Why do you want to be rich? This seems to be a stupid question. Most will answer, “Who doesn’t?”. But a blind quest to wealth is not a smart thing to do.
You need to know your definition of wealth and why you want to be wealthy. That builds a strong foundation for accumulating wealth – you know why you are working so hard for and that it will be worth it.
In the first few pages of ‘Rules of Wealth’ by Richard Templar, he helps readers find out their objective and definition of wealth. Here are the 10 things that he found that most people want to spend their money on:
This is the basic for survival: you want a place to live without the fear of having no shelter, enough money in the bank for your necessary daily expenses (transport to work and food to eat) and extra money in case of emergency.
When the ‘security’ requirement is fulfilled, you want comfort. These are things that will make everyday a little more comfortable and less of a struggle.
You want a bigger and prettier home, you may want a car to get to work instead of taking the bus, you want to hire people to do the dirty work that you don’t like to do e.g cleaning the house.
When you have comfort, you may seek for things that you want (not need). Exotic holidays, designer clothes, dinner at fine restaurants, front-row seat at sports events or theatre.
You want to be able to go to places: a uber ride to meet your friends, chauffeured to the next city for some good food, a flight ticket to Paris, etc.
According to Richard Templar, status gets you ‘prestigious invitations, access to important people and exclusive clubs, and perhaps even gratifying deference from others’.
Having influence means that what you say or do has an impact on people – they listen to your views and take them seriously.
Freedom is when your livelihood is not solely dependent on your boss, creditor, clients or customer. In fact, James Altucher mentioned in his book “Choose Yourself” that you should never let a ‘yes’ or ‘no’ from one person to make/break your career. Richard Templar said, freedom is ‘not being a slave to the calendar, diary, or clock’.
Having time to do things, go places, and meet people that you like.
Perhaps wealth will help you with being liked – hence popular.

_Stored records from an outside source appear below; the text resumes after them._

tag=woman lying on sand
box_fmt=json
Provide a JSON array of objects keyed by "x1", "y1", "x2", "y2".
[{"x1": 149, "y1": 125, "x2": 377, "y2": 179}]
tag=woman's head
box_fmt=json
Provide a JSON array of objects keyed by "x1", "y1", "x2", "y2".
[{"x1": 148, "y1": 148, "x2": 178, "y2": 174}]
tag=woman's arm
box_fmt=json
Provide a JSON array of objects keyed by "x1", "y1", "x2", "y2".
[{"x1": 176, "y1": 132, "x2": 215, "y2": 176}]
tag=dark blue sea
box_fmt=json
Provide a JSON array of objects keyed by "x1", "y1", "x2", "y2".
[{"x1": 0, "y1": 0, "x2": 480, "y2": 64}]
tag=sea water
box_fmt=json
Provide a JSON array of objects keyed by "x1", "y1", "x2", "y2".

Richard Templar define popularity as ‘being able to entertain friends, acquaintances, and contacts frequently and generously’ and said that it does wonder to ones social life.
The ability to make donations or spend time volunteering at the charity of your choice. Some people like to accumulate wealth to make the world a better place.
WHAT DO YOU WANT?
- Which of the above do you already have?
- Which of the above do you want?
- What are the top three things that makes you happiest? (aside from security and comfort)
WHY IS THIS IMPORTANT?
Accumulating money is not easy. When things get tough, you will need to know what you are working so hard for. If you’re working towards what you really want, it will be easier and the sacrifice will be worth it.
Beides, money is often not the answer. It is the solution. What is the money for? Many people working for money only to splurge it on things they don’t even like. Then they wonder why they are unhappy and keep on spending money on more things in the hopes that they will find happiness.
EXERCISE: WHAT DO I WANT?
It seems to be nice to have everything mentioned above. But what do you really want (let’s exclude security and comfort). What is very important to you? What are you willing to sacrifice to be rich?
Perhaps it takes some soul searching to know. Perhaps what you think you want is not what you really want until you have gotten it. It happens to me many times.
I have thought deeply about what I want in life, and realise that the top three things that I want is:
I don’t mind luxury and indulge in some of them: designer bags and scented candles for example. But would I work day and night – driving to work (mobility), taking orders from an employer (freedom), and having less time to read or spend time with family and friends (leisure) – for more designer stuff (luxury)? No.
Selective luxury: Dining at Jiro is nice, but I doubt I would sacrifice mobility, freedom, and leisure to dine at these fine restaurants frequently.
But I understand many of my close friends will – they adore their luxury bags and cars – and would be glad to drive their fancy car to work and happy to have only weekends for their leisure time. It’s a personal choice. There’s no right and wrong here.
If you’re appreciate Leisure (more than Luxury), but you’re in a full-time employment, use your money to buy time not things. Instead of spending your money on a new piece of watch or jewellery, why not spend it on hourly maid or healthy food delivery?
Figure out what makes you happy (not your friends or even your parents) and what is worth spending your hard-earned money on. When you got that figured out – then put in the blood, sweat, and tears to get them.